Nessa perspectiva, a educação pública tem sido ineficaz na formação de uma visão reflexiva em relação ao sexo, visto que o número de jovens mães tem aumentado. Sem o conhecimento biológico básico sobre relações afetivas e o corpo humano, o adolescente depende da própria sorte e notícias falsas propagadas online. A tímida instrução sobre o tema tem mais ensinado a prevenção de doenças sexualmente transmissíveis (DSTs) a gravidez, o que é insuficiente para uma vida sexual madura.
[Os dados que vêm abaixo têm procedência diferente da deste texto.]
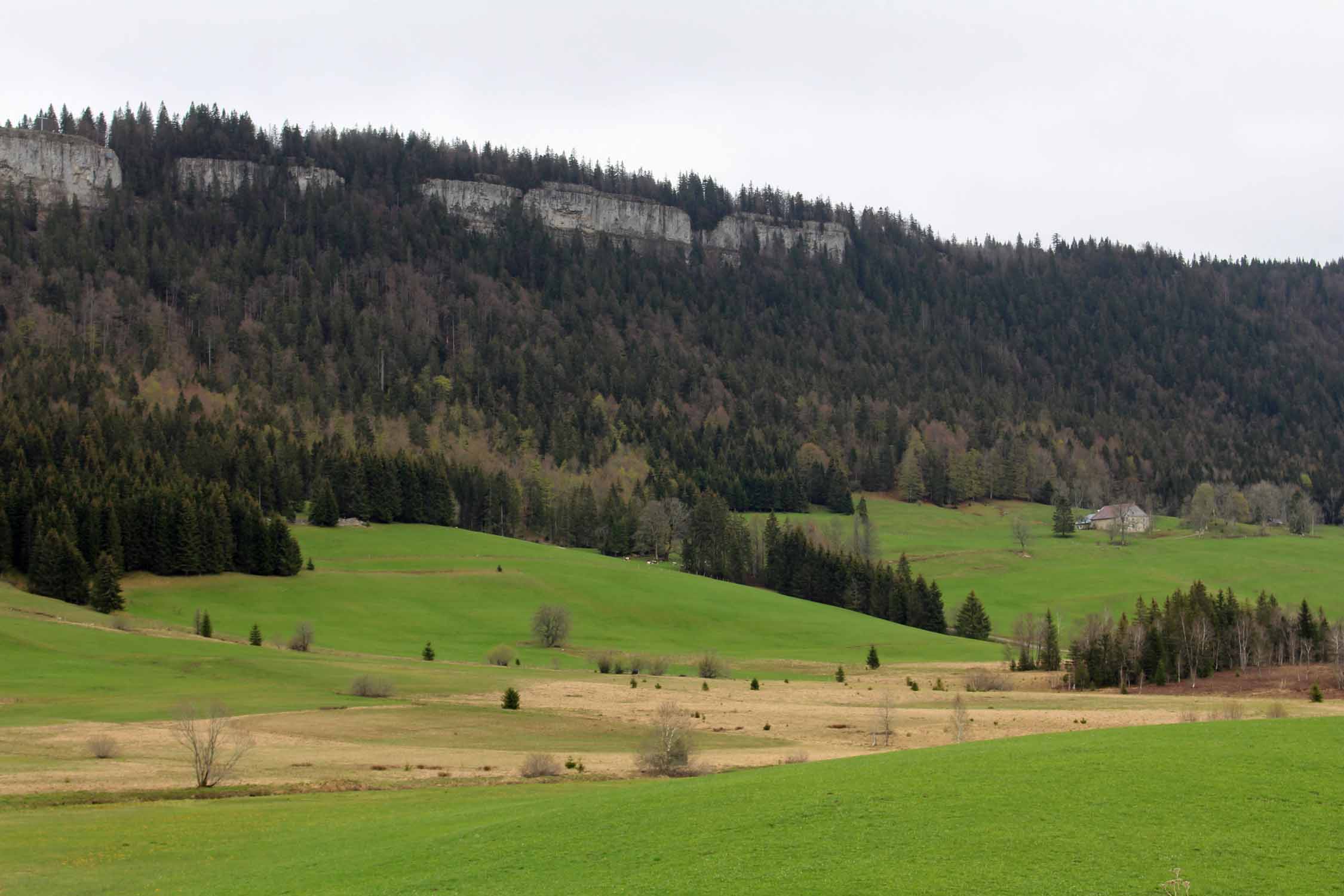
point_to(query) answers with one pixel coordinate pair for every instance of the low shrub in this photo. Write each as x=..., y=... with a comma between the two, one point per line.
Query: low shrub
x=987, y=680
x=104, y=747
x=303, y=637
x=372, y=687
x=501, y=655
x=539, y=765
x=710, y=665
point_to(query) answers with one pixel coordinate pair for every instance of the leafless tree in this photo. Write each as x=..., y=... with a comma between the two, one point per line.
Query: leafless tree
x=1020, y=532
x=670, y=746
x=551, y=625
x=960, y=719
x=885, y=718
x=214, y=741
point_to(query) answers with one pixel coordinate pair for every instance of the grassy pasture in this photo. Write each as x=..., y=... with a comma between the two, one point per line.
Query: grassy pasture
x=389, y=590
x=971, y=550
x=1097, y=813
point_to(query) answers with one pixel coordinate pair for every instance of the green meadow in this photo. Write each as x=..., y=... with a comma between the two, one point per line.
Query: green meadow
x=388, y=590
x=1098, y=813
x=971, y=550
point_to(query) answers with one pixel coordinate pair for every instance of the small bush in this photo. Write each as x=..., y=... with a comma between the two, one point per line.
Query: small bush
x=104, y=747
x=539, y=765
x=372, y=687
x=501, y=655
x=987, y=680
x=303, y=637
x=710, y=665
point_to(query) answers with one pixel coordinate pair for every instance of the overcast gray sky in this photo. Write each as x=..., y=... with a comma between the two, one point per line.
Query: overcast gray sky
x=1201, y=127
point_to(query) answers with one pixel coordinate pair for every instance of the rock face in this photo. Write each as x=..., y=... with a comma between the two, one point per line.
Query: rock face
x=649, y=226
x=228, y=175
x=57, y=165
x=479, y=203
x=735, y=231
x=646, y=223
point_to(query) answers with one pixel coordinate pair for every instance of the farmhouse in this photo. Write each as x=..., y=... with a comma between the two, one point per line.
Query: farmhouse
x=1133, y=516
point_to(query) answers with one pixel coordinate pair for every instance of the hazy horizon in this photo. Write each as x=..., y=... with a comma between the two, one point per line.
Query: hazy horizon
x=1203, y=130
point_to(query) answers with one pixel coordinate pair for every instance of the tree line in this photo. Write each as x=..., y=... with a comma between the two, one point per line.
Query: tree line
x=1192, y=634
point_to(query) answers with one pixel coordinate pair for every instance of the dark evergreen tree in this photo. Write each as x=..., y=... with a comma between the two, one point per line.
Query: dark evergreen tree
x=324, y=511
x=105, y=596
x=1063, y=524
x=972, y=619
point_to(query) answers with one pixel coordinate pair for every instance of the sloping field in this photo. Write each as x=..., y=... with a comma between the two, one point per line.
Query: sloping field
x=972, y=550
x=1097, y=813
x=389, y=590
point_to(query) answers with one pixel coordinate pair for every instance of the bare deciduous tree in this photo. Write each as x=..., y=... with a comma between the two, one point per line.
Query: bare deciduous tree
x=960, y=719
x=670, y=745
x=885, y=718
x=551, y=625
x=214, y=741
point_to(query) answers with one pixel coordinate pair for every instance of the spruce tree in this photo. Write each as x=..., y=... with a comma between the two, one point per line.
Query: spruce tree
x=105, y=596
x=972, y=619
x=324, y=511
x=1050, y=659
x=1063, y=516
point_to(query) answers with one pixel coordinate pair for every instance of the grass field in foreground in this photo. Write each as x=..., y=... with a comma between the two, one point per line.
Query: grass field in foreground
x=1098, y=813
x=390, y=589
x=972, y=550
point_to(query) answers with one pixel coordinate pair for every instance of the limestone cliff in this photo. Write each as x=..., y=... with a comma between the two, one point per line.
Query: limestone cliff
x=649, y=226
x=57, y=165
x=735, y=231
x=228, y=175
x=646, y=223
x=479, y=203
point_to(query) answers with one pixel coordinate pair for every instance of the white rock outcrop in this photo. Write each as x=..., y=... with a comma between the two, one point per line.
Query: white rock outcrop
x=737, y=230
x=479, y=203
x=646, y=223
x=228, y=175
x=57, y=165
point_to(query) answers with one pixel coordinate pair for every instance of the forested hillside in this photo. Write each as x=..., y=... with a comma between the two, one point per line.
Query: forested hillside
x=273, y=340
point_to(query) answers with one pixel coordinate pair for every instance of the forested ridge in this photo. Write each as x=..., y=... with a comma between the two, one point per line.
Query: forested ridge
x=304, y=335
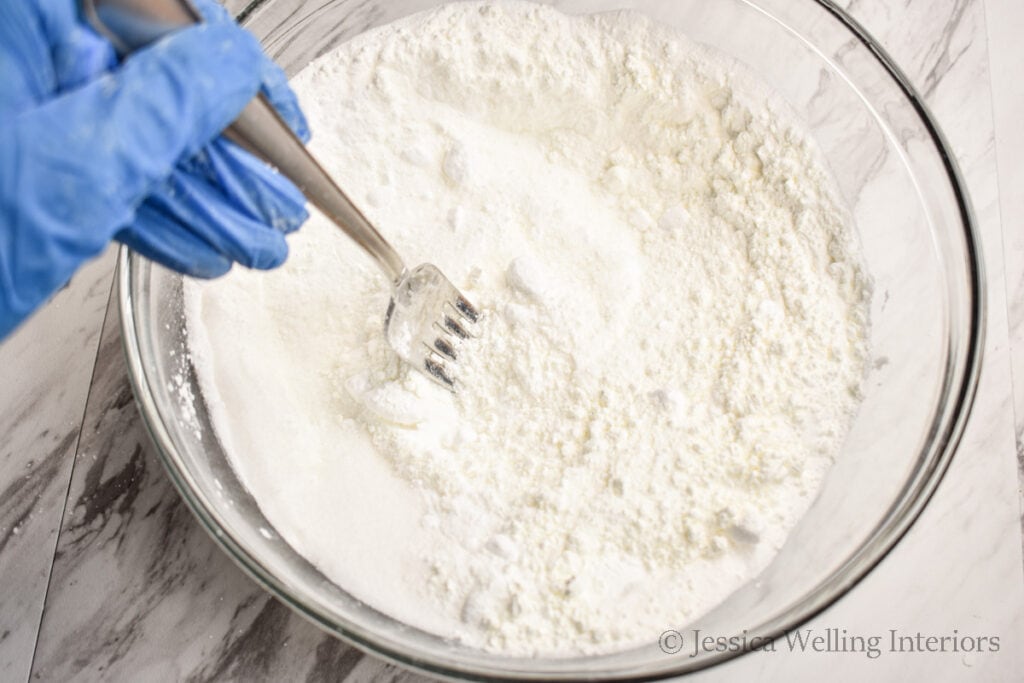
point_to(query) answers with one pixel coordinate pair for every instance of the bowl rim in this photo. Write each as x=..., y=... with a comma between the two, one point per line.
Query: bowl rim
x=893, y=526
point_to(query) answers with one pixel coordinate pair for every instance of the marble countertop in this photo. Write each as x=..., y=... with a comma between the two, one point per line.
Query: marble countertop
x=105, y=575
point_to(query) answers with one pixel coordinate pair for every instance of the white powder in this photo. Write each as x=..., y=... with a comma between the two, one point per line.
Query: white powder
x=672, y=345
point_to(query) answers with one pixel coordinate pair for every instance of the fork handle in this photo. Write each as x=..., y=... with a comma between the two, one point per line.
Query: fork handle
x=130, y=25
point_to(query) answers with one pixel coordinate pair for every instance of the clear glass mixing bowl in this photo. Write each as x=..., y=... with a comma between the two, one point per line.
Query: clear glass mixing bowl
x=914, y=223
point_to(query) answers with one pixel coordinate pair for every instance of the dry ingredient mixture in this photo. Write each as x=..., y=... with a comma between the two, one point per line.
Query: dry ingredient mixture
x=674, y=333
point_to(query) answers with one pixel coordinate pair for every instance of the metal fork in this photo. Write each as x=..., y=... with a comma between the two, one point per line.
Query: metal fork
x=427, y=318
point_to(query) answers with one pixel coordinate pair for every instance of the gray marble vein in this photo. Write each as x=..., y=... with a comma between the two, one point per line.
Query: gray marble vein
x=139, y=592
x=44, y=377
x=1006, y=19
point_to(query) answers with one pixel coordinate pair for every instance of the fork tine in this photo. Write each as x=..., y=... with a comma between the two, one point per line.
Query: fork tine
x=439, y=373
x=445, y=348
x=465, y=308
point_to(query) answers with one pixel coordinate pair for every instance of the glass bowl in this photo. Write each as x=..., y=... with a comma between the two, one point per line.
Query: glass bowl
x=897, y=175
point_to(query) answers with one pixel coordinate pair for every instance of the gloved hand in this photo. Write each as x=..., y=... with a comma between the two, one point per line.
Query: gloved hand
x=93, y=150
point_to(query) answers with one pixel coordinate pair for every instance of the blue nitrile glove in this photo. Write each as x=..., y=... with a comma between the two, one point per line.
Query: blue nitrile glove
x=92, y=150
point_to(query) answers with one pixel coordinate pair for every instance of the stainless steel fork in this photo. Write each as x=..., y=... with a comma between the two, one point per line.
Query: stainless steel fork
x=428, y=318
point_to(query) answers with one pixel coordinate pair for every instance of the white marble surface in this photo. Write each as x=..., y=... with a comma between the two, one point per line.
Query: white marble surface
x=1006, y=24
x=137, y=591
x=45, y=368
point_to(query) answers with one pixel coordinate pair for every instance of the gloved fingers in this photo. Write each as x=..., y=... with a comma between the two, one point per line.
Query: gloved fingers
x=100, y=147
x=250, y=185
x=43, y=51
x=161, y=238
x=77, y=51
x=281, y=95
x=274, y=83
x=200, y=207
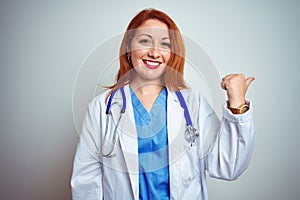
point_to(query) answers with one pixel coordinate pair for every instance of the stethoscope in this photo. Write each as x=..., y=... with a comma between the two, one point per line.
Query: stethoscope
x=190, y=133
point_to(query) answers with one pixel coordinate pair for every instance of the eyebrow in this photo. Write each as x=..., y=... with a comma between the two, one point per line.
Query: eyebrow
x=144, y=34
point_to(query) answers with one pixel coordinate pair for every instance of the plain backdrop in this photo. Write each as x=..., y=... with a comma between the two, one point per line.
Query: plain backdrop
x=44, y=44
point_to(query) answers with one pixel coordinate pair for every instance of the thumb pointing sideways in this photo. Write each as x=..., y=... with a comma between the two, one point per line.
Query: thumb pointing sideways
x=248, y=81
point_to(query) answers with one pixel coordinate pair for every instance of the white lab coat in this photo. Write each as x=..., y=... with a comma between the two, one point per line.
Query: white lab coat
x=223, y=149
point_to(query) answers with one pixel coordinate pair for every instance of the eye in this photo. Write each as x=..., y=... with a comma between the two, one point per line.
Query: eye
x=166, y=45
x=145, y=41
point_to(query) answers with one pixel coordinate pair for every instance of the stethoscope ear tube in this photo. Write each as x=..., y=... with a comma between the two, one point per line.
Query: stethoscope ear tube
x=190, y=133
x=109, y=154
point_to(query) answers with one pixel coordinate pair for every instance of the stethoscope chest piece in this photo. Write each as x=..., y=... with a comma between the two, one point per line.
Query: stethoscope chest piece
x=190, y=134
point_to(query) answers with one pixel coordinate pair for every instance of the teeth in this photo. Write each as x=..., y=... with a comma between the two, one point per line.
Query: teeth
x=152, y=63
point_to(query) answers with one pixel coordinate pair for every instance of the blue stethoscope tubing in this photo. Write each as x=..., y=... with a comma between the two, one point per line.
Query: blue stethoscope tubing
x=190, y=133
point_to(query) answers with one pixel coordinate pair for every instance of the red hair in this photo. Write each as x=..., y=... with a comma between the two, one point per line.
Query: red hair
x=173, y=76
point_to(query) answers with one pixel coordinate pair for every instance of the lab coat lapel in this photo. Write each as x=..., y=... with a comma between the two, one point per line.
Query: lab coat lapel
x=177, y=144
x=128, y=138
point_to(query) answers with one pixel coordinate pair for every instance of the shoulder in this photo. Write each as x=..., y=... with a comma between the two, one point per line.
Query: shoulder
x=98, y=101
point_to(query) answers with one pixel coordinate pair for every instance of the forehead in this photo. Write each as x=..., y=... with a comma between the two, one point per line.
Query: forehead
x=153, y=27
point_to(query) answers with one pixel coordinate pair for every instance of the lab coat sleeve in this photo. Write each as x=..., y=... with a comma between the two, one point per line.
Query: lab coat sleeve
x=86, y=181
x=233, y=145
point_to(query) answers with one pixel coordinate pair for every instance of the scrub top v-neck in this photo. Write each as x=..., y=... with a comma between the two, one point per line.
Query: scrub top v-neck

Com a incisiva campanha extremamente conservadora de impedir esse tipo de educação que impõe limites e não incita ao ato, o presidente do Brasil, Jair Bolsonaro, propaga notícias falsas sobre o tema, como o famoso “kit gay”. Como consequência disso, as políticas têm a tendência desaparecerem no decorrer do mandato, fato que desampara muitos jovens e deixa a expectativa para uma instrução domiciliar.
Ademais, a adolescência é um período de aprendizagem e amadurecimento do córtex pré-frontal. Por isso, é comum que jovens arrisquem-se em razão de uma vida sexual mais intensa, desconsiderando as consequências futuras, como a gravidez. No entanto, a mídia hollywoodiana foi uma importante auxiliar da filosofia niilista de banalização sexual por meio de filmes e séries, não propagando relações com o uso de preservativos, mas apenas no prazer imediato que o ato resultará. Em resultado, a juventude brasileira, má influenciada, pratica relações sexuais com um maior número de pessoas em busca do prazer efêmero da serotonina, beirando ao desinteresse de uma paternidade precoce, além de arriscar a saúde com possíveis DSTs.
Assim, cabe ao Ministério da Educação, atrelado ao Ministério da Saúde, promover um maior destaque de investimentos para educação sexual e gravidez na adolescência nas escolas, por meio de emendas constitucionais, destinando o capital para instituições de ensino em todo o Brasil, em especial, para o ensino público, com o objetivo de informar os jovens sobre o assunto por meio de palestras incentivadoras. Além disso, as mídias de informação e redes sociais famosas, como o Instagram, devem ensinar informações, preocupações e consequências de uma gravidez precoce na formação de um indivíduo, com o fito de conscientizar os jovens internautas com a vida sexual ativa. Dessa maneira, a situação da personagem Maeves poderá ficar apenas nas telas da Netflix.